Wednesday, April 15, 2009

The Adjunct Question

As some of you might now, I am involved in trying to convince the local AAUP chapter to include adjuncts (not even all adjuncts, merely those who meet a minumum average teaching load over a couple year span). The process has taken all year and soon there will be a vote. It is exciting and frustrating at the same time. Because it is my nature I am skeptical that the Chapter will vote in favor of the measure, but I also hold out hope that there is (dare I say it?) a "silent majority" out there who are sympathetic to the position of adjuncts.
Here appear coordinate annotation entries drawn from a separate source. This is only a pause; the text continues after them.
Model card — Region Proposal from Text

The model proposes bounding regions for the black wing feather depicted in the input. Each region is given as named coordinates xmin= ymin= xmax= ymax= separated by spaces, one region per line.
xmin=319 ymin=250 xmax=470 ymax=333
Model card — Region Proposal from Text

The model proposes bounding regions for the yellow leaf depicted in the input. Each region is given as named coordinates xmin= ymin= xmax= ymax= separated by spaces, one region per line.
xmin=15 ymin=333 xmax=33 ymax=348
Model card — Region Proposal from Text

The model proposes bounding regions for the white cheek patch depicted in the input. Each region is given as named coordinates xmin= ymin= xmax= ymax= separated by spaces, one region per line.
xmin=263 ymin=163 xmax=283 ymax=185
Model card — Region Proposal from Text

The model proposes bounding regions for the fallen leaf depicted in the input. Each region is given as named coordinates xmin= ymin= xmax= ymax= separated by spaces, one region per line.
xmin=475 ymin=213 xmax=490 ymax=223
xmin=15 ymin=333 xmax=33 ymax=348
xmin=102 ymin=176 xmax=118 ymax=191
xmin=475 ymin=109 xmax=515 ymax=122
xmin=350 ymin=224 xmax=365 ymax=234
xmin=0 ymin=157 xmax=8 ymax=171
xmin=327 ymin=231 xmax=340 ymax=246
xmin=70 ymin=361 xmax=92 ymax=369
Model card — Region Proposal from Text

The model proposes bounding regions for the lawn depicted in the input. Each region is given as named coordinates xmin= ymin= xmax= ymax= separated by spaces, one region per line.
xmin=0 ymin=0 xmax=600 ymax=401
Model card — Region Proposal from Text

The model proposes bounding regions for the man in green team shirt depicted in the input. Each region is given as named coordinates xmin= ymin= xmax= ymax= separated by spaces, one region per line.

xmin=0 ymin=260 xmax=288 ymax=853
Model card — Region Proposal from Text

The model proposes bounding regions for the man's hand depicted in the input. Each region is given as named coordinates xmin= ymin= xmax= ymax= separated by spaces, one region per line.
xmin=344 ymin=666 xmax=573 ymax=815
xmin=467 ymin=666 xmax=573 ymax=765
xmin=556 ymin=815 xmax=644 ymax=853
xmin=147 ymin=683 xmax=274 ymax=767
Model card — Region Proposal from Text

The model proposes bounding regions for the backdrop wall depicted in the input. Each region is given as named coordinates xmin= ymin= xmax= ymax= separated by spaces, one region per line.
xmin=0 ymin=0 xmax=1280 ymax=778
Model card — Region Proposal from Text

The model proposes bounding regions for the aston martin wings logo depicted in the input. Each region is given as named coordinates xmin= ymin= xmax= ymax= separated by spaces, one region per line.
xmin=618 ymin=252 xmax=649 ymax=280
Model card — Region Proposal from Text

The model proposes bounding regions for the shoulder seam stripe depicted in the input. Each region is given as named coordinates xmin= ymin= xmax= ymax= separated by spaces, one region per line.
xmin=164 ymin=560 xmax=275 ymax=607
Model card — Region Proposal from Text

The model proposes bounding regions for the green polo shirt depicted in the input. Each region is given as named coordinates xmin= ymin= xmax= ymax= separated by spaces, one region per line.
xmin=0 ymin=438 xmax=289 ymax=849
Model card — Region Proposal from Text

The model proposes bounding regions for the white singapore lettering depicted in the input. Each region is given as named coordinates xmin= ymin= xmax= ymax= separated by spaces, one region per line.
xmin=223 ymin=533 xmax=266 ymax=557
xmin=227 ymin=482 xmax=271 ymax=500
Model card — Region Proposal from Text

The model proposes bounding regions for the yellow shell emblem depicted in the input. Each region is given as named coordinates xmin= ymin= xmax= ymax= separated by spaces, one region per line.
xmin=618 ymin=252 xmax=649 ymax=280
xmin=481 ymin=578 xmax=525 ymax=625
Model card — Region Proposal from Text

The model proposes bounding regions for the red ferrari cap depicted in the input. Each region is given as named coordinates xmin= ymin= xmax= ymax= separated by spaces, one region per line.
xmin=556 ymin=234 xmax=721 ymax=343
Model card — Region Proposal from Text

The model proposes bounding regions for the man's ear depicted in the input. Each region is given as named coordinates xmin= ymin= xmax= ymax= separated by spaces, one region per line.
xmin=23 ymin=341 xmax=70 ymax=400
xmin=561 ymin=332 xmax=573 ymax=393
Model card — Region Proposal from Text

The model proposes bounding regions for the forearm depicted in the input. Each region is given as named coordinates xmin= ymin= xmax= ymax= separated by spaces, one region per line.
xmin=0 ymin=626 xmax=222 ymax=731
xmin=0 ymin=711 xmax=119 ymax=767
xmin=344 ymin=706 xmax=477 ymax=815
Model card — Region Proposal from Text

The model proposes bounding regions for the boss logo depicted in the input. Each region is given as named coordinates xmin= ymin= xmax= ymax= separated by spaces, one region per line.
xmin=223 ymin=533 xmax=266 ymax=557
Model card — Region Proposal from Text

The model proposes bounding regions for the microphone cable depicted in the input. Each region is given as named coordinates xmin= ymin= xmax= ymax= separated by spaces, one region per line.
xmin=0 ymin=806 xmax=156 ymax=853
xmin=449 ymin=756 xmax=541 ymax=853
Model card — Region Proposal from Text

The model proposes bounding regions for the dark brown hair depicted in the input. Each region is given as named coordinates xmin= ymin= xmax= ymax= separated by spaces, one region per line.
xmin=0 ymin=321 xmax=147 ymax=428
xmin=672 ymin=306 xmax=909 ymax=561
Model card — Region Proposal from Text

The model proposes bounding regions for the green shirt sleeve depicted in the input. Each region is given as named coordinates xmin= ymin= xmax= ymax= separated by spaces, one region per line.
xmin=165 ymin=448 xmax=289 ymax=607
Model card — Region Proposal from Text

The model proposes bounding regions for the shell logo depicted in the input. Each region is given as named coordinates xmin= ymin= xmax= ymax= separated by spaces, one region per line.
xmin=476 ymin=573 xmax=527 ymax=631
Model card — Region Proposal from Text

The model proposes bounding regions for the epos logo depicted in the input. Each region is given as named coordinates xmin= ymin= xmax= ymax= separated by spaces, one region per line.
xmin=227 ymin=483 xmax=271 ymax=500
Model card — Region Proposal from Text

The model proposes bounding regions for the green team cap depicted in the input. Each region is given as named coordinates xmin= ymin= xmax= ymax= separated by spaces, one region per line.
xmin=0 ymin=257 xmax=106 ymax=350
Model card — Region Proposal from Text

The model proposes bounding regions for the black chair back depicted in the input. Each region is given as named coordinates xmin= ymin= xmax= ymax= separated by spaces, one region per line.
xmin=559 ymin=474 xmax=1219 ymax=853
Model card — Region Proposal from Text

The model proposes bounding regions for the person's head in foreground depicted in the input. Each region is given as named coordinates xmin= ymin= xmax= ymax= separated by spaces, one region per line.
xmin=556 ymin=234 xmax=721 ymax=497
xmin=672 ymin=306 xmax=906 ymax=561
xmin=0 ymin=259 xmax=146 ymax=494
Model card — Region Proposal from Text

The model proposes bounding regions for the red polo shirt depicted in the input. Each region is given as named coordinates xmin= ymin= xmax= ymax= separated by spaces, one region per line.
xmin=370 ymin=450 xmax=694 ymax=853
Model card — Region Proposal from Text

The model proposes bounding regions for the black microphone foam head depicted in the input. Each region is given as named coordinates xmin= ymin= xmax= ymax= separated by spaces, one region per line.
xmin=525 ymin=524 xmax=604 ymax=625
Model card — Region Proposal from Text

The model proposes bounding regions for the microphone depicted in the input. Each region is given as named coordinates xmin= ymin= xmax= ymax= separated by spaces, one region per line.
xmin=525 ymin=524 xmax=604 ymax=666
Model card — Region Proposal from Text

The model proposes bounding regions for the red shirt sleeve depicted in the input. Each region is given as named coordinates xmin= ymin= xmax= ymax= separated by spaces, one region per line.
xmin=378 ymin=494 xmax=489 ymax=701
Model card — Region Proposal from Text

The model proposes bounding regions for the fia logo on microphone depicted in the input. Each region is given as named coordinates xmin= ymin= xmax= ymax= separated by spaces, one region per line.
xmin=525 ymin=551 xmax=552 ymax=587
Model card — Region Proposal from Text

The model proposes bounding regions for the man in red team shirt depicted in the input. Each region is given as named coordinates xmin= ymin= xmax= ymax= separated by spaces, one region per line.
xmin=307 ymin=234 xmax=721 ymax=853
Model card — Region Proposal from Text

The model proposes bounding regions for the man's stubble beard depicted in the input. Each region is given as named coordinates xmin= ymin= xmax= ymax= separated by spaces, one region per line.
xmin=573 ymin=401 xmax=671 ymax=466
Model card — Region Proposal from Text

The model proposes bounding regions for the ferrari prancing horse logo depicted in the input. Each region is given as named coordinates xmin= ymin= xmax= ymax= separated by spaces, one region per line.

There is a lot I could comment on (and likely will in coming days), but for now I will limit it to the conservative critique. Conservative pundits and commentators commonly point to liberal elites who have "taken over" academia. Hogwash I say. It is amazing how conservative "liberals" get when it might affect their own wallet. Trotsky in the classroom, Pinkerton in practice. Ugh. I will leave it there.

3 comments:

The Daft Laird said...

Check out this insightful--and maddening--op-ed from the Times: http://www.nytimes.com/2009/04/27/opinion/27taylor.html?pagewanted=1&_r=1

Teacher Scholar said...

There are some good points in the op-ed, but it does seem very based on pragmatic learning. Isn't there a value in learning about something which you will never use practically and could not easily fit in such categories?

Also . . . abolish tenure? Certainly some faculty abuse it, but having it is still vitally important to prevent administrative harassment, and may become even more so in the future.

For an example in the most recent issue of _Academe_, see the case of Prof. Ekow Hayford at Stillman College.
http://www.aaup.org/AAUP/protect/academicfreedom/investrep/2009/stillman.htm

This does not even consider national political issues.

The Daft Laird said...

A post over at Historiann about the contingent faculty situation:

http://www.historiann.com/2009/04/30/national-day-of-recognition-of-the-majority-of-faculty/#more-4668

The post reminds us too that, for a variety of reasons, women are disproportionately represented among contingent faculty.